Ritter: Das heißt mit den Worten und im Sinne von Czech, dass die Inszenierung vor dem Hintergrund der Architektur stattfindet.

Eichinger: Ja, aber die Architektur gibt genau diese Rituale vor. Ich finde, dass dort die Aufmerksamkeit, wie ein Brot bestrichen wird, mit der Aufmerksamkeit, wie die Kunden bedient werden, korreliert. Die Architektur prägt mit ihren räumlichen wie konzeptionellen Statements die ganze Inszenierung mit.

Czech: So weit würde ich nicht gehen. Wenn der Betrieb nicht funktioniert und der Wirt seine Rolle nicht wahrnimmt, dann kann die Architektur auch nicht helfen. Man kann mit Architektur kein Lokal machen, allenfalls kann man eines ruinieren.
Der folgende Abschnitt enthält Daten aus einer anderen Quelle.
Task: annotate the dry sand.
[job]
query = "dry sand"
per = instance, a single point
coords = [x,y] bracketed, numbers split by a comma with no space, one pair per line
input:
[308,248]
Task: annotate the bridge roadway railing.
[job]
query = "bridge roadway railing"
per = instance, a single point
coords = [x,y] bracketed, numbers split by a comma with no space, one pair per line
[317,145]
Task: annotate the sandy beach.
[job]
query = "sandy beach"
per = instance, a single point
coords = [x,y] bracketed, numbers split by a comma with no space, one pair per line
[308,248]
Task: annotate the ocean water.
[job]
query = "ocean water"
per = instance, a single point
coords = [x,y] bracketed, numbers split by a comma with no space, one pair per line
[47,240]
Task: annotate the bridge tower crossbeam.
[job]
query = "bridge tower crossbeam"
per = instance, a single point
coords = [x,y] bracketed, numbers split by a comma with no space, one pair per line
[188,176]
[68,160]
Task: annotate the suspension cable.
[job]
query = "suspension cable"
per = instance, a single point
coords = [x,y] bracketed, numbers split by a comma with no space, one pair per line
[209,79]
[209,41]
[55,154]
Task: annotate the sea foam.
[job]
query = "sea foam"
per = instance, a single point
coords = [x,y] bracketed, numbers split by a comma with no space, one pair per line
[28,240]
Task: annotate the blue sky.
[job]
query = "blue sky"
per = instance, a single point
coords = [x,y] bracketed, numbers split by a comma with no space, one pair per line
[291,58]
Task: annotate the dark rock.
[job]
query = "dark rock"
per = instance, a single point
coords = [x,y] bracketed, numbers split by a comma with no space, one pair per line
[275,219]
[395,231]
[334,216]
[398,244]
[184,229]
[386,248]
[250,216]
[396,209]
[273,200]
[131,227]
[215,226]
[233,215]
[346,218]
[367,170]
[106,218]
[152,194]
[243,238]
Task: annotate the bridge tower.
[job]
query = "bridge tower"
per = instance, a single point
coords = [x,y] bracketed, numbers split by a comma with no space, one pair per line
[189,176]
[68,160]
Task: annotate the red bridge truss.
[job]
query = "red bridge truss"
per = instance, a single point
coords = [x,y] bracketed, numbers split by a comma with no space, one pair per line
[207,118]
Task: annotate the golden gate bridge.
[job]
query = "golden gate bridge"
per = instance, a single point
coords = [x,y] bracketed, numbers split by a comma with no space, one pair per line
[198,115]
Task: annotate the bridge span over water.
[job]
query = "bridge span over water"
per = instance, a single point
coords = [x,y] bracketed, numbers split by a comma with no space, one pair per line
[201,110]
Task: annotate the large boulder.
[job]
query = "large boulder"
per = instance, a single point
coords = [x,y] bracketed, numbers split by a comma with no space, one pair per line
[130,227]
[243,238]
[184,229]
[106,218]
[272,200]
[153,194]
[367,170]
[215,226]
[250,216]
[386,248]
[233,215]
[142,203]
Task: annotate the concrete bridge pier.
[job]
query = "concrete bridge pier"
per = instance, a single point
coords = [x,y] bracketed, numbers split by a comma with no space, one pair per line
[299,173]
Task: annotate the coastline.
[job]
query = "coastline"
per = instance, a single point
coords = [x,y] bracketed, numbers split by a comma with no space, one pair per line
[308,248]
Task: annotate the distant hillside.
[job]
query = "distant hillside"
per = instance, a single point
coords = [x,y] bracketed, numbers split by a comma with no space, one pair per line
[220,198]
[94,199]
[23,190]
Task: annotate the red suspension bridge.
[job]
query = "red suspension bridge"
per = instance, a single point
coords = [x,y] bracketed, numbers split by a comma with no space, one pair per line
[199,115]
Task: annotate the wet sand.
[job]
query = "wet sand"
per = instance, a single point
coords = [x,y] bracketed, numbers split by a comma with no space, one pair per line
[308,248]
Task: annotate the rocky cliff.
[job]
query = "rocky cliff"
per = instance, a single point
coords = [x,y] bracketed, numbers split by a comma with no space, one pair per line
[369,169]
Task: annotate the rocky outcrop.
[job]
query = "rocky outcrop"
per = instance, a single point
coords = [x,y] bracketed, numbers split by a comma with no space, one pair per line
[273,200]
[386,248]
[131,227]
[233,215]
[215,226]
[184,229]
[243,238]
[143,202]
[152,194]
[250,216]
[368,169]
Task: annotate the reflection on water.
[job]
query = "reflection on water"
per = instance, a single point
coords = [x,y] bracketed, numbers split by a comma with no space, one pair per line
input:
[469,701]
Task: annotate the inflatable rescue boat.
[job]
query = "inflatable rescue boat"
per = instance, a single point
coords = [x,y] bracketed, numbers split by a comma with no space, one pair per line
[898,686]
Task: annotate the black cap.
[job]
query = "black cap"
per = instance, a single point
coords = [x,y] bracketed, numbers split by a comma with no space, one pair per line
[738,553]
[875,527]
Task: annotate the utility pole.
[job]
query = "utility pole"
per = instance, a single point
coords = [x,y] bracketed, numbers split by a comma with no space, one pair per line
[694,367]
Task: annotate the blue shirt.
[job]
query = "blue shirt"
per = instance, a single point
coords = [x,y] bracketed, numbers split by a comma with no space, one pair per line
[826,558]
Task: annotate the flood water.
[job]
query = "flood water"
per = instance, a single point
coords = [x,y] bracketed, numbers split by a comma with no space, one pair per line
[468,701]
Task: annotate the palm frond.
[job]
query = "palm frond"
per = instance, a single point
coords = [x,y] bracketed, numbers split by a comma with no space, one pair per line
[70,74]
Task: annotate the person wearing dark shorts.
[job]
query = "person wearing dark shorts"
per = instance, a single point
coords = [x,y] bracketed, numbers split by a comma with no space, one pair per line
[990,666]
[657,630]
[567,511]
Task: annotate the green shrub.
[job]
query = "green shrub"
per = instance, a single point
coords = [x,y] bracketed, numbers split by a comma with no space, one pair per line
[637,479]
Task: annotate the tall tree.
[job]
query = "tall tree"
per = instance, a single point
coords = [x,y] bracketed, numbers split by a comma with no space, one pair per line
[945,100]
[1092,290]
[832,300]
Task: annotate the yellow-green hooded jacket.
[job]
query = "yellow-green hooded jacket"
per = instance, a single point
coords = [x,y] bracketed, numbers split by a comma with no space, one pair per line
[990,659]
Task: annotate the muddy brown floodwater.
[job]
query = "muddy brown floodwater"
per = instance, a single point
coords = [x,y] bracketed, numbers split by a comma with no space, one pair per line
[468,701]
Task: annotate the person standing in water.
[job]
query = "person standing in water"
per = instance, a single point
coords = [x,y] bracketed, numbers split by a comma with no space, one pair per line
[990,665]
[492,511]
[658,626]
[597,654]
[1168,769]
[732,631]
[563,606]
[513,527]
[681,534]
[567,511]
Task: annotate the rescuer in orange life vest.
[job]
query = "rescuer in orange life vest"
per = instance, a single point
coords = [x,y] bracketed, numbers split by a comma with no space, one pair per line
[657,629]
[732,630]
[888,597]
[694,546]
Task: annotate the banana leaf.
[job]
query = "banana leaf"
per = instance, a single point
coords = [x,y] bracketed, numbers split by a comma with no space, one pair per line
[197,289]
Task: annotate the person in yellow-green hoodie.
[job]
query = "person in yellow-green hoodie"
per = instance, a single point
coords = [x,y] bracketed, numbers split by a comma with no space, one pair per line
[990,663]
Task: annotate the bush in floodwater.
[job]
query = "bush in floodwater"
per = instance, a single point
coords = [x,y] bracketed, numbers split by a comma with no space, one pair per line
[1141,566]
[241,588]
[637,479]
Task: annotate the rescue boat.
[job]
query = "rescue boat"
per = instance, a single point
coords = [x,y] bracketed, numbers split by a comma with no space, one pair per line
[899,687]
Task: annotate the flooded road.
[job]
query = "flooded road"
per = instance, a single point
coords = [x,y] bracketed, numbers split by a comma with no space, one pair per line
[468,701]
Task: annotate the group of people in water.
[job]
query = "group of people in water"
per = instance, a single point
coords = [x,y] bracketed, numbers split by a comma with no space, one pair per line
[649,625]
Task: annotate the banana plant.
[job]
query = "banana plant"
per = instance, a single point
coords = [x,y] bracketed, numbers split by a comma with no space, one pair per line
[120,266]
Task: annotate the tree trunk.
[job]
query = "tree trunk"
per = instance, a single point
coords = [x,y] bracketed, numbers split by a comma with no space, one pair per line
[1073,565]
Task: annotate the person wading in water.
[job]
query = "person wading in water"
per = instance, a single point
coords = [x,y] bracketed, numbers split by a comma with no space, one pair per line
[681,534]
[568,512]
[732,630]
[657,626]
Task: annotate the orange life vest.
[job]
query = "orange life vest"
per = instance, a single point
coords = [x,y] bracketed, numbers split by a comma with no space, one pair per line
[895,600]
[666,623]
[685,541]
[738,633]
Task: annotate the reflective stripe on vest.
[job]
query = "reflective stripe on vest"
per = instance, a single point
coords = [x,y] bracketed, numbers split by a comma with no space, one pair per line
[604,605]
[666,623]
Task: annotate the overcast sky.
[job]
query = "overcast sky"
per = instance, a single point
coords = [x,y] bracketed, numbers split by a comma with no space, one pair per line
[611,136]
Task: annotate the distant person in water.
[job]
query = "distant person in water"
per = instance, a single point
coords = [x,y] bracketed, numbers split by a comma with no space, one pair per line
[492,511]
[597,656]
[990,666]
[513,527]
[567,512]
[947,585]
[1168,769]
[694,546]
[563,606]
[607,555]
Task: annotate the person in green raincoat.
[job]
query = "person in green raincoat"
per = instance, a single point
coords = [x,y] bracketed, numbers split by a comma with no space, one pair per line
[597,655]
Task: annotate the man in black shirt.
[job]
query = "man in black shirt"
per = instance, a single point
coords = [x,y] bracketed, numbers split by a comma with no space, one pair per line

Eichinger: Das stimmt natürlich, aber man kann schon einiges mit Architektur steuern. Die Architektur erzeugt die typologische Aussage, ob das Lokal eine Bar, ein Café oder ein Restaurant ist.

Ritter: Ihr habt den Begriff Atmosphäre verwendet. Grob gesprochen wird diese durch Licht und Material hergestellt. Welche Rolle spielt in diesem Zusammenhang für euch Holz? Kann man es als atmosphärisches Material bezeichnen, das automatisch so etwas wie »Gemütlichkeit« erzeugt?

Eichinger: Für mich ist Holz eines der elastischsten Materialien, weil es im ruralen wie auch urbanen Kontext für jeden gastronomischen Typus eingesetzt werden kann. Es kann für ein urbanes und elegantes Ambiente oder für eine rohe und räudige Kantinenatmosphäre herangezogen werden, da Holz alle möglichen Projektionen zurückspielt.

Czech: Begriffe wie Gemütlichkeit und Atmosphäre sind nicht die Ansatzpunkte beim Entwurf, denn eigentlich geht es immer um ganz rationale Überlegungen. Holz ist ein relativ schlechter Wärmeleiter, dadurch fühlt es sich beim Angreifen warm an. Holz atmet und nimmt viel auf, wenn es entweder unbehandelt bleibt oder mit Leinöl eingelassen ist. Wenn man es mit einer Kunststoffschicht zuschmiert, dann verliert es diese Durchlässigkeit. Es war ja einmal in den 70er Jahren schick, echte Holzfurniere so zu verarbeiten, dass sie wie Resopal ausschauten...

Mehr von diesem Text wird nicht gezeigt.